AB331 by Ira Hansen, R-Sparks, would create a separate system to manage the state’s four community colleges complete with its own governor-appointed board and local boards at each institution. Hansen said it would also create an Articulation and Transfer Board to coordinate and ease the process of transferring community college students and their credits to the universities as well as accelerate high school students’ ability to transfer to community colleges.

Lucey and Gwaltney said that has been a problem the university system has failed to fix for decades, resulting in too many students being forced by UNR and UNLV to pay for and retake a class at those institutions they already took at community college.

“In my time in Nevada I have never seen transfer and articulation handled properly in this system,” said Lucey.

She was joined by Ray Bacon of the Nevada Manufacturers Association who said when he worked at Bently Nevada, transferring credits up to the universities “was a point of frustration for employers.”

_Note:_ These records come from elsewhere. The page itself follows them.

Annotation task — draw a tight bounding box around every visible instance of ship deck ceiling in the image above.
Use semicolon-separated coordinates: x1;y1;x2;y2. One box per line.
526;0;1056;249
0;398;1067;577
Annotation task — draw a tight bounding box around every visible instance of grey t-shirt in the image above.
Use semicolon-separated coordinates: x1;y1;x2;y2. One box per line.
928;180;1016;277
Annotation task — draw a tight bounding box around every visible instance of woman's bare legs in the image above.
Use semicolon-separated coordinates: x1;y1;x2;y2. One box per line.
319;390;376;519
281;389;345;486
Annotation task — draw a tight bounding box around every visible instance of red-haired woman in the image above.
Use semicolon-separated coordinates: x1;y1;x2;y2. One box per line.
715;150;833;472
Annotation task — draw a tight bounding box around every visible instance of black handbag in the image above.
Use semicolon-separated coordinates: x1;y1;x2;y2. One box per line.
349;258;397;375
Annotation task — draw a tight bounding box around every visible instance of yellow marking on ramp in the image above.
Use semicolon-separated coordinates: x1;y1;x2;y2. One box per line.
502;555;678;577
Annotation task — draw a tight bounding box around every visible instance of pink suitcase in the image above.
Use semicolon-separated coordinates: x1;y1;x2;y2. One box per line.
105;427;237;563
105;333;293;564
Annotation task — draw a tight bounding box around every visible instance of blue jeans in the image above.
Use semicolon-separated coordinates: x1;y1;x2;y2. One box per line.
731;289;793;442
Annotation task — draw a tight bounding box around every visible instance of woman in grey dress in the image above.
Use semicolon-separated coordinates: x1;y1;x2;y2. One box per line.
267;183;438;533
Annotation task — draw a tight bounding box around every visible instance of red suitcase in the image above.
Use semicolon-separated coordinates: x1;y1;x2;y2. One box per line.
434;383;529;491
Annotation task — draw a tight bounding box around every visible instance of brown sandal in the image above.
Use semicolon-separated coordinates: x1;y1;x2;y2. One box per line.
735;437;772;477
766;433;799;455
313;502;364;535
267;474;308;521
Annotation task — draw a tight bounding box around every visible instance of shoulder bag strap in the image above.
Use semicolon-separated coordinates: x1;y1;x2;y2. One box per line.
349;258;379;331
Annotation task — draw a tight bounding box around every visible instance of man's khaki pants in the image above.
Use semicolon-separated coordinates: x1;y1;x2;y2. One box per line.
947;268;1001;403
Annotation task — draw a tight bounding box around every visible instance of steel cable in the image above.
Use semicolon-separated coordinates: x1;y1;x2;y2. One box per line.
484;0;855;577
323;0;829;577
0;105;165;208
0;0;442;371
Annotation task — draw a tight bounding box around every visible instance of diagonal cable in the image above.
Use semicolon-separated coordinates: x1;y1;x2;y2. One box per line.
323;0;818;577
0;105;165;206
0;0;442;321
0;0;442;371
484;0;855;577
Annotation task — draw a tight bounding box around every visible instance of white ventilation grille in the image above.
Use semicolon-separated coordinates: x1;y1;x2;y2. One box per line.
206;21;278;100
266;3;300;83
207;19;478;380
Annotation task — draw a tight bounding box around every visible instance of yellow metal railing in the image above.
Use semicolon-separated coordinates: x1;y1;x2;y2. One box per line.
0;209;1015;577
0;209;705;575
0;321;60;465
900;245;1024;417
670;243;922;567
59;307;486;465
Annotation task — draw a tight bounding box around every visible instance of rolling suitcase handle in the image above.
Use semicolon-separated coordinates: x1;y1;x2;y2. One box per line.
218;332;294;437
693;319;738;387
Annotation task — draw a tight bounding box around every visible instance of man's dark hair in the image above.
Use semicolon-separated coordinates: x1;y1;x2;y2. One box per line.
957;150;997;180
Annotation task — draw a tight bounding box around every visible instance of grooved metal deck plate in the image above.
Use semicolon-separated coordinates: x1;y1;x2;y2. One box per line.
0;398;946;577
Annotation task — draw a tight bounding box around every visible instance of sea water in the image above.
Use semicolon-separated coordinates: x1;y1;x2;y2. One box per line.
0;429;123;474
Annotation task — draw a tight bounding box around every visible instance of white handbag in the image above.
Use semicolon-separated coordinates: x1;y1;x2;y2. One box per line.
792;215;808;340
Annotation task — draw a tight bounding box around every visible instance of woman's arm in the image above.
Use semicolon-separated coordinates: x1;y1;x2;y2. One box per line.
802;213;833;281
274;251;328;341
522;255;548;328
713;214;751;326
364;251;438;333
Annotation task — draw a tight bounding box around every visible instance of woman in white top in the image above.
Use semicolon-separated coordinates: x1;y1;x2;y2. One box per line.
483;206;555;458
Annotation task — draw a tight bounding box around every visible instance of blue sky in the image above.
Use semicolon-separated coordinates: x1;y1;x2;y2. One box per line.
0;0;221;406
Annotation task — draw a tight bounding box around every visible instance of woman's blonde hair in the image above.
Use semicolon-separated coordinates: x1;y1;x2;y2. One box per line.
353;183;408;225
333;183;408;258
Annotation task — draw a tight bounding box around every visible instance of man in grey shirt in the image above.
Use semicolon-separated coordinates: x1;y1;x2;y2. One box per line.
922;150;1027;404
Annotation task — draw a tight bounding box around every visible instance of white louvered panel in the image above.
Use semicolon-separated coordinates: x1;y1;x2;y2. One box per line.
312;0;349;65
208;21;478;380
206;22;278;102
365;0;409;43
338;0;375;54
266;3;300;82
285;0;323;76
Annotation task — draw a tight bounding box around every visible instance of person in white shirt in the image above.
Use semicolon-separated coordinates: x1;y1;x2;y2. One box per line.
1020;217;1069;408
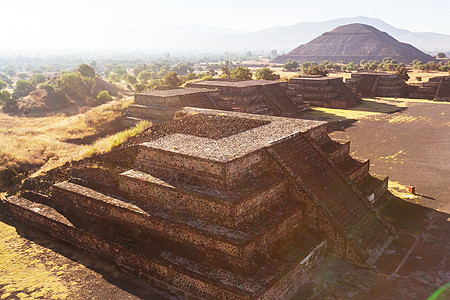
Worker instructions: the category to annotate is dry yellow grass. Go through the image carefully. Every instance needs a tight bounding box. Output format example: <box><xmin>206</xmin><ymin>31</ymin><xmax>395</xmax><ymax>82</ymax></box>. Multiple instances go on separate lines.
<box><xmin>0</xmin><ymin>98</ymin><xmax>149</xmax><ymax>189</ymax></box>
<box><xmin>303</xmin><ymin>99</ymin><xmax>405</xmax><ymax>122</ymax></box>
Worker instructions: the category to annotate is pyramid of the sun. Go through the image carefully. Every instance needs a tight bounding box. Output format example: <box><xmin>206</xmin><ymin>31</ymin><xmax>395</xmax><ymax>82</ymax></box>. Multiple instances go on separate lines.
<box><xmin>4</xmin><ymin>108</ymin><xmax>395</xmax><ymax>299</ymax></box>
<box><xmin>272</xmin><ymin>23</ymin><xmax>434</xmax><ymax>63</ymax></box>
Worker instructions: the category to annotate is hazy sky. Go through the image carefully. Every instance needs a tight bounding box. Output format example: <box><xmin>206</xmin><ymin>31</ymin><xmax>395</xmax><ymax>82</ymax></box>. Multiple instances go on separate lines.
<box><xmin>0</xmin><ymin>0</ymin><xmax>450</xmax><ymax>55</ymax></box>
<box><xmin>0</xmin><ymin>0</ymin><xmax>450</xmax><ymax>33</ymax></box>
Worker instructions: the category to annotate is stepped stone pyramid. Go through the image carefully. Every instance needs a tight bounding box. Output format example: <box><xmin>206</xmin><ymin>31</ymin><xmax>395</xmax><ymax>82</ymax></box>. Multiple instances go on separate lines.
<box><xmin>186</xmin><ymin>80</ymin><xmax>308</xmax><ymax>117</ymax></box>
<box><xmin>271</xmin><ymin>23</ymin><xmax>434</xmax><ymax>64</ymax></box>
<box><xmin>289</xmin><ymin>76</ymin><xmax>361</xmax><ymax>108</ymax></box>
<box><xmin>4</xmin><ymin>108</ymin><xmax>395</xmax><ymax>299</ymax></box>
<box><xmin>409</xmin><ymin>76</ymin><xmax>450</xmax><ymax>101</ymax></box>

Asked how this would impact the money available to community colleges, Lucey said if the schools have local governance, “you will find you gain more support from the community.” She said that buy-in will help generate more support and funding.

“I think you will find amazing employer support,” Bacon told the committee. “The community will take ownership because I think they will have some control.”

Creating a separate community college system, according to Gwaltney and Lucey, would allow those institutions to come to the table at the Legislature and argue for their needs and their own budget.

Hansen said as part of the university system, the community colleges, “never get to talk about their budgets.” They only testify in support of the system budget approved by the Board of Regents.

“If they had their own independent boards, they would have the opportunity to come before us and make their case,” he said.

He said that while all four current community college presidents testified against the plan, he believes they have no choice because they serve at the will of the Board of Regents. Hansen pointed to Gwaltney’s testimony about giving the gift of land in south Reno to UNR or losing his job.

“What kind of nonsense is that?”

Hansen said no one from the system itself has contacted him to discuss the bill.

“I‘m a little mystified why none of them showed up to testify against it,” he said.

He invited anyone from the system to call him but said four days after issuing that invitation, still no one from the Nevada System of Higher Education had contacted him about AB331.

Education Chairman Assemblyman Tyrone Thompson, D-North Las Vegas, was unavailable for comment on Thursday. He has not yet scheduled the bill for a work session and possible committee vote.

If his committee does recommend the bill, it will still have to be vetted for fiscal impact by the Ways and Means Committee.